Gli obiettivi della circular economy, ovvero frenare l’estrazione delle risorse e riutilizzarle, supportano la conservazione della biodiversità, ma in alcuni casi possono avere anche un impatto negativo.
Ad esempio, il graduale allontanamento dalle fonti di energia non rinnovabili ha fatto sì che molti produttori ripiegassero su materiali a base biologica, come le bioplastiche, che da un lato sono input ideali per sistemi più circolari, ma dall’altro sono spesso prodotte attraverso la monocoltura in aree deforestate con l’utilizzo di fertilizzanti sintetici.

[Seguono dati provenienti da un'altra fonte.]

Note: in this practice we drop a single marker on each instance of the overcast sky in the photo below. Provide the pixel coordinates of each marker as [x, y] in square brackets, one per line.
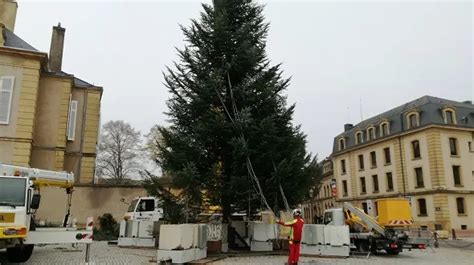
[340, 55]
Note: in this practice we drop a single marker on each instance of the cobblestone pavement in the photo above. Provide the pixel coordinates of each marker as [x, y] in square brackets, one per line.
[101, 253]
[440, 256]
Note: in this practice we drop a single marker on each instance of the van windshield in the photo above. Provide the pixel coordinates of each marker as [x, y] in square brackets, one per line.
[132, 206]
[12, 191]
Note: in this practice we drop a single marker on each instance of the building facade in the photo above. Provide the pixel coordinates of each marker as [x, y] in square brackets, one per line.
[423, 150]
[323, 196]
[49, 119]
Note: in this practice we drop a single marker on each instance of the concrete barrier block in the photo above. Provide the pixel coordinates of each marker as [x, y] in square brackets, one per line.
[319, 235]
[145, 229]
[176, 237]
[261, 246]
[310, 250]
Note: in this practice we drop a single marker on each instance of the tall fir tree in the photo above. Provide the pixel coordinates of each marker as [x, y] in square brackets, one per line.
[227, 108]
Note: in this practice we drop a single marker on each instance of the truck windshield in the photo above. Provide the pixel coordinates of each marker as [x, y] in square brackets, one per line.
[132, 206]
[12, 191]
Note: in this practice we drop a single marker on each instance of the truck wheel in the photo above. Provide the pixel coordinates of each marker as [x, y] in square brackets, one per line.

Un’attività che riduce attivamente la biodiversità contribuendo al 90 per cento della perdita creata dal modo in cui estraiamo materiali, combustibili e cibo.
Ciononostante, “che l’obiettivo primario di un’azienda sia la sostenibilità, la biodiversità o l’economia circolare, ciò che conta di più è un orientamento allineato di queste soluzioni – spiega Lauren Phipps, direttore e senior analyst al Circular Economy GreenBiz Group – Né l’economia circolare né la conservazione della biodiversità sono fini a sé stesse. Questi sono mezzi per spingerci verso un’economia pulita e resiliente, comunità eque e prospere e un pianeta sano”.